Special Commentary :
In the last few days, Malawi and world at large have seen a new side of PresidentBingu wa Mutharika. They have witnessed a contrite Professor Mutharika. In one day, the government under his direction sent not one, but two apologies:
1. to the United Kingdom for the unfortunate deportation of High Commissioner Mr Fergus Cochrane-Dyet and;
2. to neighbouring Zambia, for the rough and untoward treatment that President Micheal Sata suffered when he was visiting Malawi as a leader of the opposition in Zambia.
On the corruption front, the former General Manager and assistant general manager of the Malawi Housing Corporation (MHC) are on remand, awaiting trial for the obscene acquisition of public property in a shady manner. While they are not the only culprits in this scandal, and the public rightly expects more arrests; this is a step in the right direction. The public is hopeful that “Sir” Alex Nampota f Anti Corruption Bureau will round up the rest of the thieving low-lives.
Again, at the Mulhako wa Alhomwe gathering it has been reported that the president’s message was markedly different from his recent “I-will-smoke-you-out” and “lets-go-to-war” outbursts. His message, this time around, was one of unity in diversity. He called for co-existence amongst all tribes, saying citizens may speak different languages and belong to many different tribes but they should always remember that they “are Malawians first.”
To put icing on top of the cake, with much happiness, Mutharika has directed that Chancellor College Academic Staff Union (CCASU) acting President Dr. Jessie Kabwila-Kapasula, CCASU legal advisor Dr. Garton Kamchedzera, CCASU Secretary General Franz Amin and the man at the centre of the academic freedom saga, Dr. Blessings Chinsinga should be reinstated without any preconditions.
All these are very commendable we say, though long overdue. If he can continue walking this talk, and take things further with respect to public appointments – the works of his hands will lose the derogatory connotations they assumed recently. These are the words and works of someone who, if he works at it, could be universally accepted as a statesman. He may not surpass his hero the genuine Ngwazi, but nevertheless he could be a statesman all the same.
“It is a good start, your Excellency Professor Bingu wa Mutharika – keep it up, it is not too late,” is our message.
But while Mutharika seems to be working on his image that has of late taken a battering, why are some people bent on tarnishing his image? Take for example, the man of God and Chairperson of the Entertainment Committee of the Mulhako Main Organizing Committee, Rev. Harold Mbedza.
Why should Rev. Mbedza, a man of the collar, parade topless girls flaunting their breasts before the seemingly repentant President Mutharika? Worse, this act of what could arguably pass for flagrant pornography was greeted by a happy looking Mutharika – the man who would be a statesman. To make matters worse, it was beamed live on the public broadcaster MBC TV, and it appears some of it will be aired on DSTV.

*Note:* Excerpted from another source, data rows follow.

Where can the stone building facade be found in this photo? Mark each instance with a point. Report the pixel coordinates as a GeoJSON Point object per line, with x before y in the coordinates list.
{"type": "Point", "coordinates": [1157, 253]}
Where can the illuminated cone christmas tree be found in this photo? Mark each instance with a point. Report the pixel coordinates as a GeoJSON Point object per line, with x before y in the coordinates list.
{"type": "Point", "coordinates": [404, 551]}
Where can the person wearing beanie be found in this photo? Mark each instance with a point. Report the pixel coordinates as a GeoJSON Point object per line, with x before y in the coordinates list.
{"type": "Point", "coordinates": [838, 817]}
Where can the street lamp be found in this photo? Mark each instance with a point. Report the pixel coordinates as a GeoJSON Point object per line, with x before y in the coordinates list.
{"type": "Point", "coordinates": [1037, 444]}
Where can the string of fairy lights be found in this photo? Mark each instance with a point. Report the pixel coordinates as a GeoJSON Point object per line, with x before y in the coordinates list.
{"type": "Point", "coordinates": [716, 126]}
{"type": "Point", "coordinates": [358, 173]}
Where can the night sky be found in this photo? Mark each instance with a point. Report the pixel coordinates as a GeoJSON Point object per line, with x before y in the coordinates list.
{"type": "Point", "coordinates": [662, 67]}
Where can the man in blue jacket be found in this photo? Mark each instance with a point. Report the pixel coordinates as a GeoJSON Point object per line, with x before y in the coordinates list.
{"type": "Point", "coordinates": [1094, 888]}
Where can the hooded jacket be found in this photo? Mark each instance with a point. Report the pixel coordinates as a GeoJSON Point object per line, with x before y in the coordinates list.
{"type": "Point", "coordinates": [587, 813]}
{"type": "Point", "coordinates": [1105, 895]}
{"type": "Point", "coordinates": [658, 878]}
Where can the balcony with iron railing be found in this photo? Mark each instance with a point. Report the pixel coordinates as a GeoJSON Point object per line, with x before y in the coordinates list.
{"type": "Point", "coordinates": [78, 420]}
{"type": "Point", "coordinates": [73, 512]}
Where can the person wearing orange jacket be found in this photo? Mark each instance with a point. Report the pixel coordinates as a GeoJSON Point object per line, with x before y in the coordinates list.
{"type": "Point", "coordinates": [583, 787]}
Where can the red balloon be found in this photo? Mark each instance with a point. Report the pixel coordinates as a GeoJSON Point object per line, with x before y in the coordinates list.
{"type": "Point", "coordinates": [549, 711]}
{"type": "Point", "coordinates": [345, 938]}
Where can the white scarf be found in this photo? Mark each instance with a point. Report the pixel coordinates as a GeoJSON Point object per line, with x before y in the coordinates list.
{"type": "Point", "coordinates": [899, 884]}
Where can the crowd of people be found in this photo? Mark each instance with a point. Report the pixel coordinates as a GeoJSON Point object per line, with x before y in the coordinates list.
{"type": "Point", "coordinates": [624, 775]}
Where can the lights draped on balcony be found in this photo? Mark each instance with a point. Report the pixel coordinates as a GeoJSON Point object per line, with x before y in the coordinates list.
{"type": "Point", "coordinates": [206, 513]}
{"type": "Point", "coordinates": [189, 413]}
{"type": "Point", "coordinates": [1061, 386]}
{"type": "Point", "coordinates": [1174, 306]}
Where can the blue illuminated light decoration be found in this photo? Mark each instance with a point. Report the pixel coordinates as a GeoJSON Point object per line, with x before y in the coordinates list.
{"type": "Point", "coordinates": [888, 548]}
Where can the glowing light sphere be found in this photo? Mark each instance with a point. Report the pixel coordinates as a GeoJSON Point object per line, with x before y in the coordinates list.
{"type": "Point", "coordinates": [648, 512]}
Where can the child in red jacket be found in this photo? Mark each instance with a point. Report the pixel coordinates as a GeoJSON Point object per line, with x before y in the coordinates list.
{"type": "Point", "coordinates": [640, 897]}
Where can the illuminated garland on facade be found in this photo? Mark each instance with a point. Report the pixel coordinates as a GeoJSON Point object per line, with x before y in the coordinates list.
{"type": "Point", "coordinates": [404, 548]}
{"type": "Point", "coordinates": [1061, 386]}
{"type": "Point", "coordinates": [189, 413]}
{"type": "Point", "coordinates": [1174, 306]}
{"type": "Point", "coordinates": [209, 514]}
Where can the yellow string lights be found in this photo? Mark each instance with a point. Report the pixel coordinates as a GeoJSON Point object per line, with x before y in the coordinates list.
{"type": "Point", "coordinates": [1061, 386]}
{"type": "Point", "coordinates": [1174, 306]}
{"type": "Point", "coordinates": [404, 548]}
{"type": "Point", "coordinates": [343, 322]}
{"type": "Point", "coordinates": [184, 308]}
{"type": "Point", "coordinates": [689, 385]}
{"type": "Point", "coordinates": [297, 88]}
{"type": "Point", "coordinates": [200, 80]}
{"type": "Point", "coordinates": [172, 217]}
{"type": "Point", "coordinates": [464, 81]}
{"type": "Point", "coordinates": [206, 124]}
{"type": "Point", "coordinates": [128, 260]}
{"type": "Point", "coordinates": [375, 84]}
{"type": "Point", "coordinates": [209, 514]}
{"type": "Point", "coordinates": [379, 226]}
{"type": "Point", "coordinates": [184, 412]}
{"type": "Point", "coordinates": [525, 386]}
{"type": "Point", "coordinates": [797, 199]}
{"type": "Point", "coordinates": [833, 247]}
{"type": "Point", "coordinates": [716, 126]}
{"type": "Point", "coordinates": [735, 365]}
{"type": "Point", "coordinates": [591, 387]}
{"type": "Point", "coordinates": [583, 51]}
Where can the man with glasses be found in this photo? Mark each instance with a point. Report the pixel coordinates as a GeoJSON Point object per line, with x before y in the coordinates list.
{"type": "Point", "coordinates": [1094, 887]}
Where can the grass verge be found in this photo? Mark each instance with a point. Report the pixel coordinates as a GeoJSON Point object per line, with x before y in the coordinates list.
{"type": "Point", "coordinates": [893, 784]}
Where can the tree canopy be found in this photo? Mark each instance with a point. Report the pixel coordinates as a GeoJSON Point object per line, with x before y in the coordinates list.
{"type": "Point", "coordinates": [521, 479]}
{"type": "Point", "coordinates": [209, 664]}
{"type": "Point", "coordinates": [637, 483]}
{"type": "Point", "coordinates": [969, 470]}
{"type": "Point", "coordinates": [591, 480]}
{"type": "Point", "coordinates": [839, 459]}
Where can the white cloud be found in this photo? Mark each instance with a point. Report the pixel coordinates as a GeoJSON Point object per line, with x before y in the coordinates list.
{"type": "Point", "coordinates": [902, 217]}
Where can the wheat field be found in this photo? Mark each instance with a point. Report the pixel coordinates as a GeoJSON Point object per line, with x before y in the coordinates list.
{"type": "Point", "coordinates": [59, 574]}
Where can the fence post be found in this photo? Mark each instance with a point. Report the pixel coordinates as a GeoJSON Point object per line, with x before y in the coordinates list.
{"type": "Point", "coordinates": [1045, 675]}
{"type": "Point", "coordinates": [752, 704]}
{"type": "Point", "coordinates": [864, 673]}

While it could be argued that public display of breasts is part of our cultural heritage and all that stuff, conspicuously missing from the bare-breast parade were the president’s and the reverend’s daughters. We are yet to find out if among the bare-breasted girls, was a daughter of any government minister or any high ranking official – but this is doubtful.
If this show of breasts is something that we want to celebrate shouldn’t the first daughter(s); the holy man’s daughter(s); ministers’ daughters and in general, children of the people leading Malawi society and shaping the nation’s future lead the semi-nude parade? Is it too much to ask for leadership by example, or is it because we all know and agree that this show borders on pornography and is demeaning to the participants?
Needless to say, making one step towards statesmanship, if followed by another step in the opposite direction nullifies the effort. In addition, if the step in the wrong direction happens to involve abuse of the hapless and already vulnerable girl child of the poor in Malawi, it smells discrimination and abuse. Our newly “reborn” President will do well to take note of this.